A year in pharmacology: new drugs approved by the US Food and Drug Administration in 2024

Aksoyalp Z. S., KAYKI MUTLU G., Wojnowski L., Michel M. C.

Naunyn-Schmiedeberg's Archives of Pharmacology, cilt.398, sa.5, ss.5077-5099, 2025 (SCI-Expanded) identifier identifier

  • Yayın Türü: Makale / Derleme
  • Cilt numarası: 398 Sayı: 5
  • Basım Tarihi: 2025
  • Doi Numarası: 10.1007/s00210-025-04020-2
  • Dergi Adı: Naunyn-Schmiedeberg's Archives of Pharmacology
  • Derginin Tarandığı İndeksler: Science Citation Index Expanded (SCI-EXPANDED), Scopus, BIOSIS, Biotechnology Research Abstracts, CAB Abstracts, Chemical Abstracts Core, Chimica, Veterinary Science Database
  • Sayfa Sayıları: ss.5077-5099
  • Anahtar Kelimeler: Cell-based therapy, FDA, First-in-class, Gene therapy, Monoclonal antibody, New drugs, Next-in-class, Orphan drugs, Rare diseases
  • Ankara Üniversitesi Adresli: Evet

Özet

The US Food and Drug Administration approved 50 new drugs and nine new cellular and gene therapy products in 2024, i.e., a total of 59 new medical therapies.
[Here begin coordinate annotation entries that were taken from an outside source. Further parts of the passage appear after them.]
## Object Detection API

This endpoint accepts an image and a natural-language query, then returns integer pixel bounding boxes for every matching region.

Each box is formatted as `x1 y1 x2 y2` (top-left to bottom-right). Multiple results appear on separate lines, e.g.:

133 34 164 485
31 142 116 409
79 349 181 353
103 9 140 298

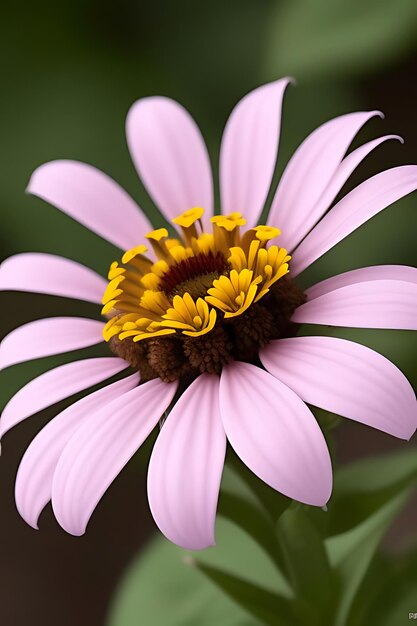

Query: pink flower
0 79 417 549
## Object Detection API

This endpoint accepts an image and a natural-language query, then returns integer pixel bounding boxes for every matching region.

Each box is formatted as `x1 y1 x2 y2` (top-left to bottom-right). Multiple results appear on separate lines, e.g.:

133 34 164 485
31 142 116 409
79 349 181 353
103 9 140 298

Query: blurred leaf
107 518 292 626
189 559 295 626
267 0 417 80
326 489 410 626
218 490 282 568
277 505 335 624
327 448 417 535
349 549 417 626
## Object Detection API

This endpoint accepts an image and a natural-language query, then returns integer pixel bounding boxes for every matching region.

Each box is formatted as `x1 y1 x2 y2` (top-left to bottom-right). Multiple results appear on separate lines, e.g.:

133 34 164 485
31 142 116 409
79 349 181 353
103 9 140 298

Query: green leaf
327 448 417 535
267 0 417 80
107 518 293 626
218 491 282 569
352 550 417 626
277 505 335 624
188 559 295 626
326 489 410 626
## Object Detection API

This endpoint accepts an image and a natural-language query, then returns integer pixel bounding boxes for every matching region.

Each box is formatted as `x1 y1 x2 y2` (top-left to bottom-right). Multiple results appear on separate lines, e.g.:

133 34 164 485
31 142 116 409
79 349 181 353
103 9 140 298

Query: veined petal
52 379 177 535
291 280 417 330
306 265 417 300
268 111 381 252
260 337 417 439
15 374 139 528
285 135 402 250
220 78 290 227
0 317 104 369
0 357 129 437
0 252 107 304
291 165 417 276
126 97 213 220
27 160 152 250
148 374 226 550
220 362 332 506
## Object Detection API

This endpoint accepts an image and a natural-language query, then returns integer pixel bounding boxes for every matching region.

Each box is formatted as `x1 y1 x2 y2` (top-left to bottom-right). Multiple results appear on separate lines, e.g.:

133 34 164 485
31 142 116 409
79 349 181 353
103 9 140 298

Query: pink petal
0 357 129 437
126 97 213 220
15 374 139 528
27 161 153 250
148 374 226 550
0 252 107 304
0 317 104 369
220 362 332 506
268 111 381 250
306 265 417 300
52 379 177 535
260 337 417 439
283 135 402 250
291 165 417 276
292 280 417 330
220 78 290 226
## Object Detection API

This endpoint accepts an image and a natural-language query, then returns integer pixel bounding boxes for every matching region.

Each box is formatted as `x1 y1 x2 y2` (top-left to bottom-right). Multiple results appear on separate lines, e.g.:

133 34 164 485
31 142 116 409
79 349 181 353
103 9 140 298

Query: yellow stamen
145 228 169 259
205 269 262 318
161 293 217 337
172 207 204 243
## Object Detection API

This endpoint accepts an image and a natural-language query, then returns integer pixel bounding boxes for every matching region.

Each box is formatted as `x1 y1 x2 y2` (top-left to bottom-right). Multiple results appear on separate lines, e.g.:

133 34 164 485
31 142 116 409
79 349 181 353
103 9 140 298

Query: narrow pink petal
0 317 104 369
0 252 107 304
220 78 291 226
148 374 226 550
306 265 417 300
27 161 153 250
292 280 417 330
268 111 380 250
0 357 129 437
15 374 139 528
283 135 402 250
52 379 177 535
220 362 332 506
260 337 417 439
291 165 417 276
126 97 213 220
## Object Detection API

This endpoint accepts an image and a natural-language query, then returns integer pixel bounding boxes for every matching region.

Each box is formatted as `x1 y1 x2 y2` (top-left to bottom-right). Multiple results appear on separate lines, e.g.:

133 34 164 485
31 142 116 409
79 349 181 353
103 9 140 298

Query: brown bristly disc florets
111 276 306 382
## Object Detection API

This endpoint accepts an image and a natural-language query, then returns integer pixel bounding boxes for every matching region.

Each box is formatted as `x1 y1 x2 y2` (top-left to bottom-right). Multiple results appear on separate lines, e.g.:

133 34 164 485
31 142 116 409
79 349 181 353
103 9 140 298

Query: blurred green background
0 0 417 626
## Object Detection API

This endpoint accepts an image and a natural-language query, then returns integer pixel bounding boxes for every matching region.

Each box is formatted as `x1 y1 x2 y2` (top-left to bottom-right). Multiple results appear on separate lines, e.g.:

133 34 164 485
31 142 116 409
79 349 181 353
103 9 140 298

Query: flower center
102 207 305 381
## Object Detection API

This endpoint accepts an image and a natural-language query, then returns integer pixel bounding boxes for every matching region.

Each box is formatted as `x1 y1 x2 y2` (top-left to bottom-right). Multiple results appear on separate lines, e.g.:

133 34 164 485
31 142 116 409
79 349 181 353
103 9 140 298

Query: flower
0 79 417 549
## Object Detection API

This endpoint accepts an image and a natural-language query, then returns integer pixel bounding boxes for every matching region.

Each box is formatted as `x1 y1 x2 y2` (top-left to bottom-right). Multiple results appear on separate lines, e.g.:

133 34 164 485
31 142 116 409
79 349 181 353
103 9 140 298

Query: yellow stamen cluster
102 207 290 341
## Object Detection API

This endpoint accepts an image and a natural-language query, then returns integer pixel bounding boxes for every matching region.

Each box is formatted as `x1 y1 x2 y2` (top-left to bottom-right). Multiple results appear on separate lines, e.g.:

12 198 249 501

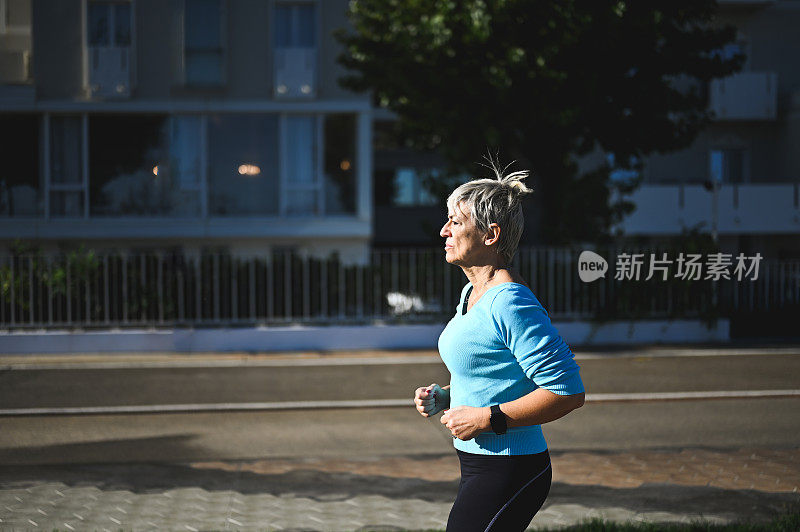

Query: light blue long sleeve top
439 283 584 455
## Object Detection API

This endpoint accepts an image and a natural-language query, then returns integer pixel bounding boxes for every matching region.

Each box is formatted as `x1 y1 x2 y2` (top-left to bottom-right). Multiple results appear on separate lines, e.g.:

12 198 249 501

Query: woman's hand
414 384 450 417
441 406 491 441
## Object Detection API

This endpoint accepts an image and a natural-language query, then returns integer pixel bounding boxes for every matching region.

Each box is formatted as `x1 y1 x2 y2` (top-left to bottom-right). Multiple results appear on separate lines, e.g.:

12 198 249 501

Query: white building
0 0 372 261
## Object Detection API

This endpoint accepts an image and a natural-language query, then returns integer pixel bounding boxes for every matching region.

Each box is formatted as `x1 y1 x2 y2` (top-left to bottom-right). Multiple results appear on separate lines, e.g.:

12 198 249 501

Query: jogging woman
414 164 584 532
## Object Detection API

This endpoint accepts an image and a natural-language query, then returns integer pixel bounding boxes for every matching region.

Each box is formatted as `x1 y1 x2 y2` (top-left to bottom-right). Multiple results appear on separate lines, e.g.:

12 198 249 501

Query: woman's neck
462 264 513 294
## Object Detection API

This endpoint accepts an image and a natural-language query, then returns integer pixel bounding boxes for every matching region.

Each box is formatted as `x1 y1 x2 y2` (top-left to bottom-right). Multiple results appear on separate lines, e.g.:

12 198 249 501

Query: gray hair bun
495 170 533 194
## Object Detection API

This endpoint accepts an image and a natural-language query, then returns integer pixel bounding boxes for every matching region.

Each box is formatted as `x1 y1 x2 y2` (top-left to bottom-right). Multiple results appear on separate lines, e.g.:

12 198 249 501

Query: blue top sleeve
491 284 584 395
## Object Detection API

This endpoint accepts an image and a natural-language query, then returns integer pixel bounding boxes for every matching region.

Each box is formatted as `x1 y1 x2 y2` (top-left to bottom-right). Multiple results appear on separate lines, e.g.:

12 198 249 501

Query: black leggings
447 451 553 532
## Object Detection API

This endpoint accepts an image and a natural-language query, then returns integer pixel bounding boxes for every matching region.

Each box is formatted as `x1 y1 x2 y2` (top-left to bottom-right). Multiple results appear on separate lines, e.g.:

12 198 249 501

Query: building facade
0 0 372 262
619 0 800 259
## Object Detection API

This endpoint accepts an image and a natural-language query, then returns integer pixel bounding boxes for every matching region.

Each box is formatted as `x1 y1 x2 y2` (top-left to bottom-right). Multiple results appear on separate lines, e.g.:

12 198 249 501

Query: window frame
278 112 326 219
0 0 33 35
268 0 323 100
81 0 138 98
43 113 89 220
708 143 752 185
180 0 228 88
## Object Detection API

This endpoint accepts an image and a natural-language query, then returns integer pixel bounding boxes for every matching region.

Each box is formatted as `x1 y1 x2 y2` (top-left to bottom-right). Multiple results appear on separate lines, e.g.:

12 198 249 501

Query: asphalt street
0 353 800 408
0 354 800 464
0 348 800 532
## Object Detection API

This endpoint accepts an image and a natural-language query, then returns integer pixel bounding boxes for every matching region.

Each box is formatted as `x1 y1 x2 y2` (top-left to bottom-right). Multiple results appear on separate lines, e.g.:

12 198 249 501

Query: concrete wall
28 0 360 101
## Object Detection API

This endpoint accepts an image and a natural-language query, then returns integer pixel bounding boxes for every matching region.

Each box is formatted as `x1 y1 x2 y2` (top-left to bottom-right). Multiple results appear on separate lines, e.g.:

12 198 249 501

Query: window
392 168 439 207
284 116 320 215
275 3 317 48
273 2 317 98
0 114 42 216
86 1 132 97
0 0 31 35
169 116 203 190
49 116 86 217
208 114 280 216
89 115 200 217
87 2 131 46
709 148 746 183
184 0 224 85
325 114 356 214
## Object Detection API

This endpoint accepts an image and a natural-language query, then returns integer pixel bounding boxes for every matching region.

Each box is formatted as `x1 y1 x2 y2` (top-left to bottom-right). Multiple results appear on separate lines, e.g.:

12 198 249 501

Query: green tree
337 0 744 243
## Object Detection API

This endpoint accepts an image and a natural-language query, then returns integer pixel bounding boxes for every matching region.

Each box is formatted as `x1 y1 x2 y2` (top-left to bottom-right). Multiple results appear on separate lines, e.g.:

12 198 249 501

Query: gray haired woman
414 164 584 532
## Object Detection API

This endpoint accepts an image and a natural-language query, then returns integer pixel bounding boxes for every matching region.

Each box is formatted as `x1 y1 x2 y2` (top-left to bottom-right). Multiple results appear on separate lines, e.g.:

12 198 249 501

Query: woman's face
439 203 487 266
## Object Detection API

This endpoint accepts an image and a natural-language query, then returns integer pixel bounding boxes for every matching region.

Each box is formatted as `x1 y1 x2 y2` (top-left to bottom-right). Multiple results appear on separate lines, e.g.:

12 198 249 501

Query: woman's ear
483 224 500 246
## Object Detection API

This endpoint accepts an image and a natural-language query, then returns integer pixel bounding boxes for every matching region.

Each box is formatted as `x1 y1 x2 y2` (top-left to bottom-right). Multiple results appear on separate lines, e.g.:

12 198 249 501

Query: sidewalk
0 448 800 531
0 345 800 532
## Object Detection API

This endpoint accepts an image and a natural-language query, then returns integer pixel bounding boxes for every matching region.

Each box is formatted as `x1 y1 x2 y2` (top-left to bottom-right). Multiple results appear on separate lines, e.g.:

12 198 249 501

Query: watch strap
489 405 508 434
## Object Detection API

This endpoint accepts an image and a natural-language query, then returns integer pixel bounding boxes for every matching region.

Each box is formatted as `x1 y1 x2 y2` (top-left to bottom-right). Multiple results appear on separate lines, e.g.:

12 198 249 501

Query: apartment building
0 0 372 262
374 0 800 259
620 0 800 259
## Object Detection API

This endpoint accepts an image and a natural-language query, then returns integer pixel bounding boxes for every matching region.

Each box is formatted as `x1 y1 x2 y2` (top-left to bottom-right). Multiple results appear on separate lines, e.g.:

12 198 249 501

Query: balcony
274 47 317 98
709 72 778 120
619 183 800 235
0 50 30 84
89 46 131 98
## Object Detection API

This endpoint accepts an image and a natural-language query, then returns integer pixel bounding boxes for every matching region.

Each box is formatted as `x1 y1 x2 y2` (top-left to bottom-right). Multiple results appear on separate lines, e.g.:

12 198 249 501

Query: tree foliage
337 0 743 243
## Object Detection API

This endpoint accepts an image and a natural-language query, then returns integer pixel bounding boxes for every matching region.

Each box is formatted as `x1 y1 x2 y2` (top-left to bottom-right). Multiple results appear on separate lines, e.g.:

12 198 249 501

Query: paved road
0 354 800 408
0 349 800 531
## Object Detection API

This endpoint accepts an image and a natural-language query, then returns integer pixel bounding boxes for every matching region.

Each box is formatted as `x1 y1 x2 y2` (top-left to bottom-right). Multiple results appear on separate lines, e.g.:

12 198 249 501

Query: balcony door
273 2 317 98
86 1 133 98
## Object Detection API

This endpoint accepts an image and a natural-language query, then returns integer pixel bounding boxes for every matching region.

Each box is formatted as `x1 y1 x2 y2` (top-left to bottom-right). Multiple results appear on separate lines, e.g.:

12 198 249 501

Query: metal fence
0 248 800 330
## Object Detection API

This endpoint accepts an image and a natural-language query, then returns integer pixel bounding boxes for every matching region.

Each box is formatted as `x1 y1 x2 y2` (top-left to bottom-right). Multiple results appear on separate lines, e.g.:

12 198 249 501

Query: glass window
184 0 222 85
275 3 317 48
0 114 42 216
6 0 31 29
710 148 744 183
50 191 83 218
89 115 200 217
284 116 319 214
169 116 202 188
114 2 131 46
89 2 111 46
325 114 356 214
50 116 83 185
208 114 280 216
87 2 131 46
392 168 441 207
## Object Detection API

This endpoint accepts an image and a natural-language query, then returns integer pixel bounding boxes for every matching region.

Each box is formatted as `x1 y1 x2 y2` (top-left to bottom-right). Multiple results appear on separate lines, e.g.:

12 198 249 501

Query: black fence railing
0 248 800 330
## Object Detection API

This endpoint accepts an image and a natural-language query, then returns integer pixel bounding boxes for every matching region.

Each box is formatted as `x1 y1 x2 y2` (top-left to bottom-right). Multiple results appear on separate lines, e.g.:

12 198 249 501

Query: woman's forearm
500 388 584 427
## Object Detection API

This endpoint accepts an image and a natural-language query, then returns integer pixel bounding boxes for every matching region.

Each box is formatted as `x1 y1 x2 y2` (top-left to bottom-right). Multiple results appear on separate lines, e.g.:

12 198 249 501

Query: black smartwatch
489 405 508 434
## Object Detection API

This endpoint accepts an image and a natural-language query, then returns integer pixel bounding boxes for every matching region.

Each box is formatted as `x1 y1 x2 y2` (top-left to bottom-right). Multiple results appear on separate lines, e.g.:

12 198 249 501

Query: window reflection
208 114 280 216
89 115 200 217
325 114 356 214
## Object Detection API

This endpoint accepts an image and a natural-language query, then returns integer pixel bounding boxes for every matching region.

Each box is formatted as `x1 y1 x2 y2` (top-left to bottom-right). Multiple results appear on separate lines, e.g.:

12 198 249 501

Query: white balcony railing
89 46 131 98
620 183 800 235
274 47 317 98
709 72 778 120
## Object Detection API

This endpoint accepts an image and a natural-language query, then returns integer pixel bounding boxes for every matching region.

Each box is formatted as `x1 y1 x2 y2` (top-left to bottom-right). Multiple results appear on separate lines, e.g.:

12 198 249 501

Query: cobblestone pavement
0 448 800 531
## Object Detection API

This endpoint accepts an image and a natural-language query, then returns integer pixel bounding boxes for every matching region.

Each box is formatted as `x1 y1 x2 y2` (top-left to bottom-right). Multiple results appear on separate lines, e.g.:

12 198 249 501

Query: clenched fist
414 384 450 417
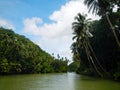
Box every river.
[0,73,120,90]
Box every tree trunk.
[105,14,120,48]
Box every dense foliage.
[0,28,68,74]
[71,0,120,80]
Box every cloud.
[0,19,15,30]
[23,0,98,58]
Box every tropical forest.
[0,0,120,90]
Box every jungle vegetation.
[71,0,120,80]
[0,27,68,75]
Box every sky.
[0,0,99,61]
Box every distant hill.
[0,27,67,74]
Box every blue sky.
[0,0,99,60]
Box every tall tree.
[84,0,120,48]
[71,13,104,76]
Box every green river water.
[0,73,120,90]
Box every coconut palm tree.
[71,13,105,76]
[84,0,120,48]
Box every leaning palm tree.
[84,0,120,48]
[72,13,105,76]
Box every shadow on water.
[0,73,120,90]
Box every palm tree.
[71,13,105,76]
[84,0,120,48]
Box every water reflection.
[0,73,120,90]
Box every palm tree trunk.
[105,14,120,48]
[85,42,103,77]
[87,38,107,73]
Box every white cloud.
[23,0,98,61]
[0,19,15,30]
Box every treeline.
[71,0,120,80]
[0,27,68,74]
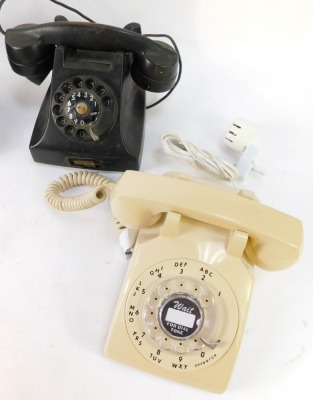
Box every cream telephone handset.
[47,171,302,392]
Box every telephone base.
[29,46,145,171]
[105,213,253,393]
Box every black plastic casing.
[29,46,145,171]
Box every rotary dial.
[125,259,238,371]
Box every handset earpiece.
[5,24,55,85]
[5,21,179,92]
[131,41,178,93]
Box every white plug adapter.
[224,118,264,179]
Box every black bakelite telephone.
[0,2,180,171]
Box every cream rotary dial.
[125,259,238,371]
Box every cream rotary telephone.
[46,171,302,393]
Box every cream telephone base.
[47,171,302,393]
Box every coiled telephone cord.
[45,171,116,211]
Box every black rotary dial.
[65,90,100,127]
[51,76,117,142]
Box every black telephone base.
[29,46,145,171]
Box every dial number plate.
[125,259,238,371]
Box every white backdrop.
[0,0,313,400]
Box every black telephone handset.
[5,21,178,92]
[5,20,179,171]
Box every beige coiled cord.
[45,171,116,211]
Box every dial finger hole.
[148,292,162,309]
[54,92,65,103]
[148,324,162,339]
[65,125,75,135]
[144,310,157,326]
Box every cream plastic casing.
[105,171,302,393]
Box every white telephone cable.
[162,131,239,182]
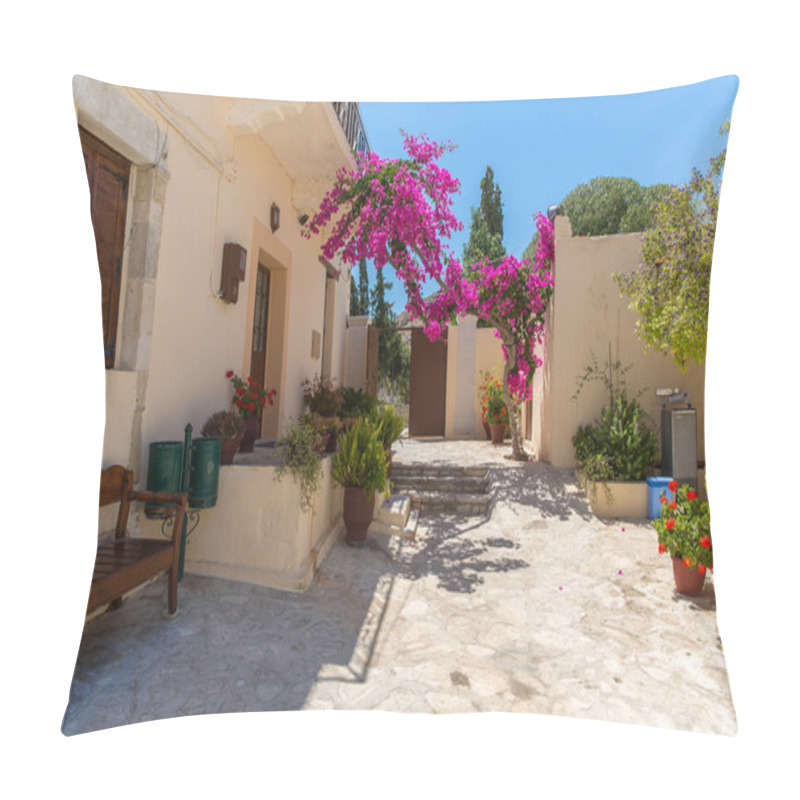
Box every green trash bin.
[189,438,222,508]
[144,442,183,519]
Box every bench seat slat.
[87,466,186,614]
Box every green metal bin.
[144,442,183,519]
[189,438,221,508]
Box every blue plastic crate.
[647,475,675,520]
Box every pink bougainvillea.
[304,134,554,458]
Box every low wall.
[141,457,344,591]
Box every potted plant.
[332,417,388,545]
[303,375,342,417]
[275,417,322,511]
[200,410,244,464]
[370,404,406,474]
[483,380,508,444]
[225,369,277,453]
[572,359,658,516]
[300,411,340,455]
[480,372,497,439]
[652,481,714,596]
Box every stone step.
[391,462,489,480]
[392,474,491,494]
[369,494,419,539]
[375,494,411,528]
[411,492,494,516]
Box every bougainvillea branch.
[304,134,553,459]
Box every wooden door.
[250,264,269,394]
[408,328,447,436]
[79,128,131,369]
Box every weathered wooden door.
[79,128,130,369]
[364,325,380,397]
[250,264,269,394]
[408,328,447,436]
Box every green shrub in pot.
[572,354,658,482]
[275,417,322,511]
[331,417,389,497]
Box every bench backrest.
[100,464,133,539]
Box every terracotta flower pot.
[489,422,506,444]
[239,414,261,453]
[672,556,706,597]
[219,439,242,464]
[317,433,331,455]
[342,486,375,545]
[383,444,392,475]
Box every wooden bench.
[86,465,187,616]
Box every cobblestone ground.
[63,440,736,735]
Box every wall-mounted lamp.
[547,205,564,222]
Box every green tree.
[371,267,411,403]
[462,167,506,266]
[561,177,670,236]
[350,275,361,317]
[614,121,730,369]
[350,258,372,317]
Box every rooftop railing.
[332,103,369,153]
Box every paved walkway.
[63,440,736,735]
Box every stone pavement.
[63,440,736,735]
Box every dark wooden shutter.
[80,128,130,369]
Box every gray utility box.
[661,408,697,489]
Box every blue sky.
[360,76,738,313]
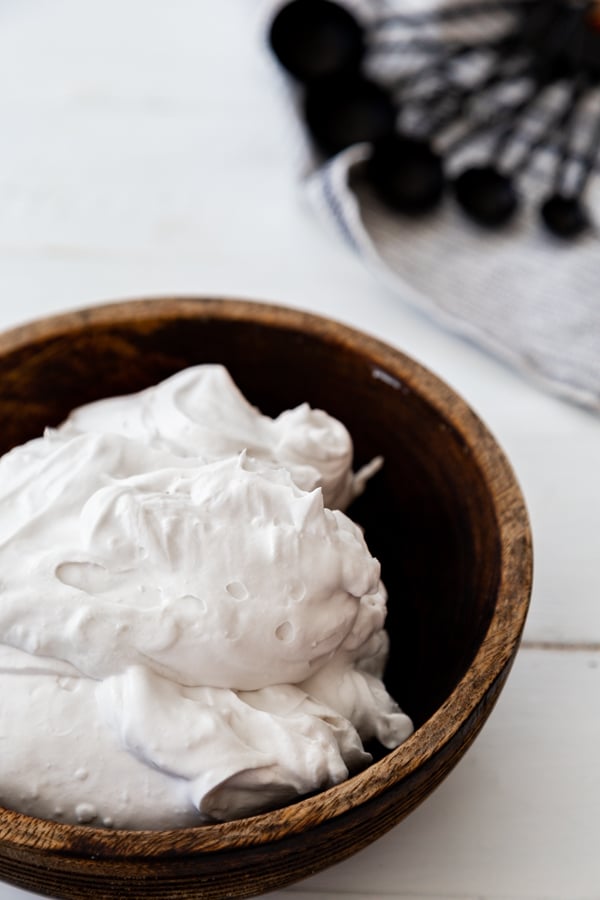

The latter group represented three treatments each for oncology and hematology/immunotherapy, and one each for neurology, genetic disorders, and cardiovascular disorders. Oncology, hematology/immunotherapy, and neurological disorders (14, six, and seven, respectively) also were highly prevalent among classic medications. Looking at trends over the past 5 years, we observe a greater share in first-in-class medications, more fast-track approvals, and mRNA/gene/cell-based therapies. While small molecules remain the largest fraction, their percentage has been declining substantially over the past 5 years. Taking together, these findings testify to the commitment of the pharmaceutical industry for innovative treatments, including conditions for which no approved therapies existed. On the other hand, there also is a trend for approvals for narrowly focused conditions such as tumors defined by genetic alterations.